Furthermore, additional robustness metrics may be applied to balance different management goals and biodiversity indicators, and warrant attention in future studies. For example, Knoke et al (2020b) proposes a framework for multiple criteria robust optimization for forest planning, using ellipsoidal uncertainty sets and minimizing deviations of parameters of interest in relation to their reference scenarios. Similarly, the framework of Robust Decision-Making is well suited to address problems of this nature, allowing to search and select robust solutions that meet multiple criteria across a wide range of scenarios or minimizing the regret related to alternative management solutions (e.g. Kasprzyk et al 2013).

We addressed here the impacts of environmental drivers and disturbances on indicators related to multiple forest taxa and TreMs. Although these biodiversity indicators span over a variety of habitat requirements, this is not an exhaustive list of forest taxa and the inclusion of additional indicators is warranted. Moreover, the responses of the different indicators analyzed here was based on (log)linear empirical relationships to stand structure and environmental parameters. Some of the parameters included in our model might diverge from this assumption and display an optimal response (e.g. to temperature). Nevertheless, given a reasonable distance from the optimal condition, linear approximations are able to adequately capture the indicators' responses. We also did not include potential interactions among different indicators. In particular, the abundance of insects may define resource availability for several bat and bird species, and an increase in its population due to increased disturbance activity or warmer climate may enhance the responses of other taxa.

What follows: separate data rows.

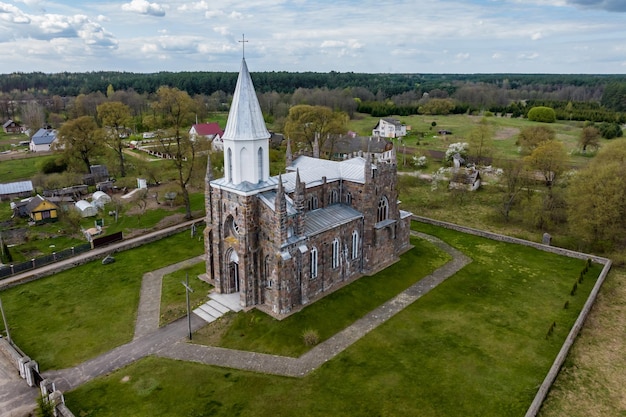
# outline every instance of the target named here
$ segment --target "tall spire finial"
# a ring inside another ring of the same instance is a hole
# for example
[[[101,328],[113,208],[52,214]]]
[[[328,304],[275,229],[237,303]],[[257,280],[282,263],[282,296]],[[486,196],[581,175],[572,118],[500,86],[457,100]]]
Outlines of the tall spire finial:
[[[242,54],[243,58],[245,59],[245,57],[246,57],[246,43],[248,42],[246,40],[246,35],[242,33],[241,34],[241,40],[238,41],[238,42],[241,44],[241,48],[242,48],[241,54]]]

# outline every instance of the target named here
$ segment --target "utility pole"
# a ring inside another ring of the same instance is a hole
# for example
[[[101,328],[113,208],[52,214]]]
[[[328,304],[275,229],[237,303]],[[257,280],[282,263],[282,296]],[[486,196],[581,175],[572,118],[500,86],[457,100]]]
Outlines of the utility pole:
[[[4,307],[2,307],[2,299],[0,299],[0,311],[2,311],[2,321],[4,322],[4,328],[7,331],[7,340],[11,344],[11,333],[9,333],[9,325],[7,324],[7,318],[4,315]]]
[[[193,289],[189,286],[189,272],[185,274],[185,282],[181,282],[185,287],[185,296],[187,298],[187,327],[189,328],[189,340],[191,340],[191,312],[189,311],[189,291],[193,292]]]

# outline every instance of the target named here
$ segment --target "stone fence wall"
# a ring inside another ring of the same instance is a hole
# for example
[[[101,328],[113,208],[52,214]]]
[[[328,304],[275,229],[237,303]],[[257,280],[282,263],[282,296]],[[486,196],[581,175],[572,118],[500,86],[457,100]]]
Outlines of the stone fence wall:
[[[585,320],[587,319],[587,316],[589,315],[589,312],[591,311],[591,308],[593,307],[593,304],[596,301],[598,293],[600,292],[600,288],[602,287],[602,284],[604,283],[606,276],[611,270],[611,265],[612,265],[611,260],[607,258],[602,258],[600,256],[596,256],[596,255],[576,252],[576,251],[572,251],[569,249],[557,248],[557,247],[550,246],[550,245],[544,245],[542,243],[531,242],[529,240],[518,239],[518,238],[514,238],[510,236],[500,235],[497,233],[486,232],[484,230],[473,229],[471,227],[460,226],[454,223],[448,223],[448,222],[444,222],[440,220],[429,219],[427,217],[414,215],[412,219],[421,223],[427,223],[427,224],[432,224],[434,226],[445,227],[447,229],[452,229],[452,230],[456,230],[462,233],[467,233],[467,234],[471,234],[475,236],[481,236],[481,237],[485,237],[485,238],[492,239],[492,240],[498,240],[501,242],[529,246],[535,249],[539,249],[539,250],[551,252],[551,253],[556,253],[558,255],[563,255],[563,256],[570,257],[570,258],[585,259],[585,260],[591,259],[593,262],[604,265],[604,268],[602,268],[602,271],[600,272],[600,275],[598,276],[598,279],[595,285],[593,286],[591,292],[589,293],[589,297],[587,298],[585,305],[580,311],[580,314],[578,314],[578,317],[576,321],[574,322],[574,325],[572,326],[569,334],[567,335],[567,338],[563,342],[563,346],[561,346],[561,350],[559,351],[558,355],[554,359],[554,362],[552,363],[552,366],[550,367],[548,374],[546,375],[546,377],[543,380],[543,383],[537,390],[537,393],[535,395],[533,402],[531,403],[530,407],[526,411],[525,417],[535,417],[537,413],[539,412],[539,409],[541,408],[541,405],[543,404],[544,400],[546,399],[546,396],[548,395],[548,391],[550,391],[552,384],[556,380],[556,377],[559,374],[559,371],[561,370],[561,367],[563,366],[565,359],[567,358],[569,350],[574,344],[576,337],[578,337],[578,333],[580,333],[580,330],[585,324]]]
[[[0,337],[0,355],[4,355],[8,361],[18,371],[20,377],[26,380],[30,387],[38,387],[41,395],[46,398],[55,409],[55,416],[75,417],[74,414],[65,405],[65,398],[61,391],[57,391],[54,383],[48,380],[40,381],[39,365],[36,361],[31,360],[16,345],[9,343],[3,337]]]

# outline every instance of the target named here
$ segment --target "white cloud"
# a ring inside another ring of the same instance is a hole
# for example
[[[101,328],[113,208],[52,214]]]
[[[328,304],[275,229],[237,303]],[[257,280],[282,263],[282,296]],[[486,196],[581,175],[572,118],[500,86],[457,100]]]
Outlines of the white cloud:
[[[209,9],[209,3],[207,3],[204,0],[193,2],[193,3],[185,3],[182,6],[178,7],[178,10],[181,10],[181,11],[188,11],[188,10],[197,11],[197,10],[208,10],[208,9]]]
[[[538,41],[541,38],[543,38],[543,35],[541,34],[541,32],[535,32],[532,35],[530,35],[530,39],[532,39],[533,41]]]
[[[11,4],[0,3],[0,21],[8,23],[30,23],[30,18],[19,8]]]
[[[165,16],[165,8],[158,3],[150,3],[146,0],[132,0],[122,4],[122,10],[150,16]]]

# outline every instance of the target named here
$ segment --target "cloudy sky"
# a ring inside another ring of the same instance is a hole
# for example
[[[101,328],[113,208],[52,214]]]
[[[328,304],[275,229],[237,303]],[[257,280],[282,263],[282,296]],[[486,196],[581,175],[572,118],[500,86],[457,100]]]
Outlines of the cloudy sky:
[[[624,73],[626,0],[0,0],[0,73]]]

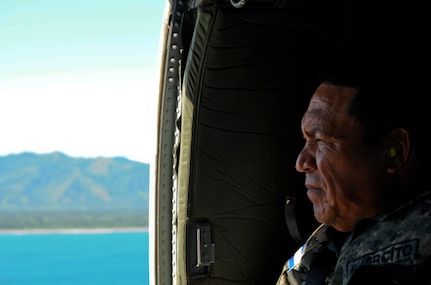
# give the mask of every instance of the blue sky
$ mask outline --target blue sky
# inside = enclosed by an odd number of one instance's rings
[[[165,2],[0,1],[0,155],[153,162]]]

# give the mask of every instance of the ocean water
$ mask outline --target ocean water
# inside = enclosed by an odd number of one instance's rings
[[[0,285],[148,285],[147,231],[0,234]]]

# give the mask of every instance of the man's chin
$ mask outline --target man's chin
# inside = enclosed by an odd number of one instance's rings
[[[313,204],[313,212],[314,212],[314,218],[319,223],[329,224],[331,222],[329,217],[327,215],[325,215],[326,211],[322,206]]]

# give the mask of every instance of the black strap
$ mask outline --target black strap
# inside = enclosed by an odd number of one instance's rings
[[[286,219],[287,229],[289,230],[290,236],[296,243],[303,244],[304,239],[298,229],[298,223],[295,213],[295,202],[295,197],[287,197],[286,205],[284,206],[284,217]]]

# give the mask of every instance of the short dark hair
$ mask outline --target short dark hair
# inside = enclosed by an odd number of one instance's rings
[[[430,127],[426,114],[431,112],[423,100],[429,92],[425,89],[428,79],[421,78],[420,67],[412,69],[411,64],[398,64],[396,60],[379,63],[334,64],[320,73],[320,82],[357,89],[350,114],[363,125],[365,144],[378,144],[394,128],[405,128],[413,149],[425,155],[425,136]]]

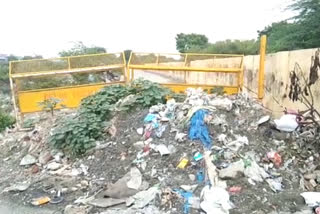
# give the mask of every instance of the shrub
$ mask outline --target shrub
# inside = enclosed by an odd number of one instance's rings
[[[12,126],[15,122],[16,120],[13,117],[0,109],[0,132],[4,131],[7,127]]]
[[[128,85],[105,87],[83,99],[77,114],[61,121],[49,142],[71,155],[84,154],[103,136],[114,112],[163,103],[170,94],[169,89],[141,79]]]

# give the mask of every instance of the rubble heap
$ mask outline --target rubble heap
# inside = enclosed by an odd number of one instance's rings
[[[112,135],[77,159],[40,144],[44,126],[7,133],[3,148],[43,147],[8,150],[19,155],[2,162],[25,170],[1,179],[2,194],[46,196],[64,213],[312,213],[300,193],[320,188],[319,154],[277,122],[245,94],[188,89],[183,102],[119,113]]]

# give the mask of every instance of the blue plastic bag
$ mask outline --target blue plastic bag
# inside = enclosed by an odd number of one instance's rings
[[[157,119],[157,114],[148,114],[145,118],[144,118],[144,122],[145,123],[151,123],[152,124],[152,128],[158,128],[159,127],[159,123],[158,123],[158,119]]]
[[[188,214],[190,212],[190,199],[193,197],[192,192],[187,192],[180,189],[175,189],[174,191],[184,198],[183,213]]]
[[[211,149],[211,137],[209,136],[208,126],[204,122],[207,111],[200,109],[191,117],[189,129],[189,138],[191,140],[200,140],[206,149]]]

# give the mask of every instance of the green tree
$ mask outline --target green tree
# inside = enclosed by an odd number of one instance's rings
[[[212,54],[257,54],[259,44],[256,40],[224,40],[209,44],[207,48],[193,51]]]
[[[18,60],[15,55],[8,56],[8,62],[0,63],[0,92],[8,93],[9,89],[9,62]]]
[[[41,55],[24,56],[24,57],[22,57],[22,60],[29,60],[29,59],[43,59],[43,57]]]
[[[319,0],[294,0],[289,9],[298,12],[293,17],[299,25],[304,48],[320,47],[320,1]]]
[[[176,36],[176,48],[180,53],[186,53],[190,50],[201,50],[206,48],[208,44],[208,38],[202,34],[179,33]]]
[[[61,57],[65,56],[78,56],[78,55],[86,55],[86,54],[99,54],[106,53],[106,49],[100,46],[92,46],[88,47],[83,44],[83,42],[75,42],[74,46],[70,50],[64,50],[59,52]]]
[[[268,36],[268,52],[320,47],[320,1],[293,0],[287,10],[296,16],[289,20],[272,23],[259,36]]]
[[[302,48],[301,35],[296,32],[299,26],[296,23],[287,21],[272,23],[264,30],[258,31],[259,36],[267,35],[267,51],[274,53],[278,51],[289,51]]]
[[[83,42],[75,42],[74,46],[70,50],[63,50],[59,52],[61,57],[66,56],[78,56],[78,55],[88,55],[88,54],[99,54],[99,53],[106,53],[106,49],[100,46],[86,46]],[[74,84],[85,84],[88,83],[89,79],[91,78],[93,81],[99,81],[99,76],[97,74],[74,74],[72,75]]]

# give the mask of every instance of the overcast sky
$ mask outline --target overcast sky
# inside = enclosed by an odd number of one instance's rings
[[[72,41],[176,52],[178,33],[210,42],[253,39],[257,30],[291,16],[290,0],[0,0],[0,54],[53,57]]]

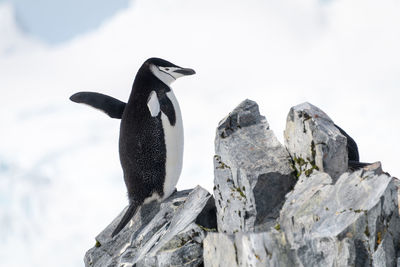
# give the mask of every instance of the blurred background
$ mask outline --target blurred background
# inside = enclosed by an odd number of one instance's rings
[[[218,122],[249,98],[283,141],[308,101],[400,175],[397,0],[0,0],[0,265],[83,266],[127,204],[119,121],[69,101],[128,99],[148,57],[177,81],[185,125],[178,189],[213,186]]]

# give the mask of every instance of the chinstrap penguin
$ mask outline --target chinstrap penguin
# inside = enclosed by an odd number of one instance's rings
[[[164,200],[175,190],[182,169],[183,124],[170,85],[193,74],[192,69],[150,58],[137,72],[127,103],[95,92],[79,92],[70,97],[121,119],[119,155],[129,208],[112,237],[142,204]]]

We highlight that the balanced and biodiversity maximization scenarios ((C) and (D), respectively) applied a same weight to the different biodiversity indicators and could, therefore, trade the loss of one indicator by a gain in the other, if preferences for indicators change. Different biodiversity indicators may have different sensitivity towards management interventions, and some respond more to climate drivers than to stand structure. Thus, additional requirements aiming to limit losses related to specific indicators may be included in our framework via the addition of constraints to limit this behavior.